Ronaldo, who signed for Juventus from European champions Real Madrid in a shock 100 million euro deal exactly a month ago, will wear the Juventus kit for the first time in the club's traditional pre-season friendly
between Juve's first XI and a “B” team in Villar Perosa, a small town 40 kilometres west of Turin.
Set in a valley at the foot of the Italian Alps, Villar Perosa (population: roughly 4,100) is the home of the family estate and summer retreat of the powerful Agnellis, who, apart from a brief period around the Second World War, have run Juventus since 1923 and established the traditional alpine curtain raiser.
Members of the industrial dynasty — founders of Fiat car manufacturers and often called the “Italian Kennedys” — have lived at “The Castle” in Villar Perosa since the 19th century, while deceased former club chairman Gianni Agnelli was town mayor between 1945 and 1980.
Used to imposing arenas such as the Old Trafford and the Bernabeu, current Ballon d'Or holder Ronaldo will take his first steps in black and white stripes at the town's compact ground, named after notoriously brutal Italy centre-back Gaetano Scirea.
There should be more fans at the match than the entire population of Villar Perosa, with the 5,000 tickets available long-since sold out and even more supporters desperate to try and catch a glimpse of their new idol.
Such is the enthusiasm for Ronaldo's debut, special security measures were drafted in the town for the match, including a complete ban on the sale of alcohol from Saturday.
Ronaldo's arrival had sparked rumours that the match would be moved to the Allianz Stadium, but the club decided to stick with the traditional bucolic setting.

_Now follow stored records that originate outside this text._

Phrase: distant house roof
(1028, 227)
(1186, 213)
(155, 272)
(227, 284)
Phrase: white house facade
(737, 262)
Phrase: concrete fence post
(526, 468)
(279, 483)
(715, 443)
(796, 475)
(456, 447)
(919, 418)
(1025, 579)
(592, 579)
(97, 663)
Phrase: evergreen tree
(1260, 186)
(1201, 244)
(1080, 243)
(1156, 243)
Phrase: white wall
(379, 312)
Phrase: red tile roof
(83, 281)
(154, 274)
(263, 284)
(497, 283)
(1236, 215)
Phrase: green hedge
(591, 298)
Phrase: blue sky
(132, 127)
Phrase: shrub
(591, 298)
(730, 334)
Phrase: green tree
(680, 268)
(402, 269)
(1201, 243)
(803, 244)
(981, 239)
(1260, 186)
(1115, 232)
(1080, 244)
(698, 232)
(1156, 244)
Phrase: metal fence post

That could mean Ronaldo gets even more up close and personal with Juve fans.
Established custom dictates that five minutes after half-time fans invade the pitch, bringing the game to a halt as fans charge after and greet their heroes.
Ronaldo joined the team for training on Wednesday after their return from the International Champions Cup in the United States.
His domestic form last season — despite scoring 26 goals in La Liga — was below the almost superhuman levels that had characterised his time in Spain as Madrid finished third behind local rivals Atletico and a whole 17 points behind champions Barcelona.
Juventus, though, have signed Ronaldo not to cement their domestic dominance, after winning seven straight league titles, but to boost their international profile and bag their first Champions League triumph in over two decades.
In 2017/18, Ronaldo was his usual dominant self in Europe as he smashed 15 goals to top the Champions League scoring charts and fired Real Madrid to continental glory for the third straight year.
Interest in Juve and in Italian football has spiked following Ronaldo's arrival. July visits to the club museum shot up 15 percent compared to last year, and were nearly a third more than in 2016, and the over 29,000 season tickets available to fans have been sold despite a deeply unpopular 30 percent price bump announced before Ronaldo's arrival.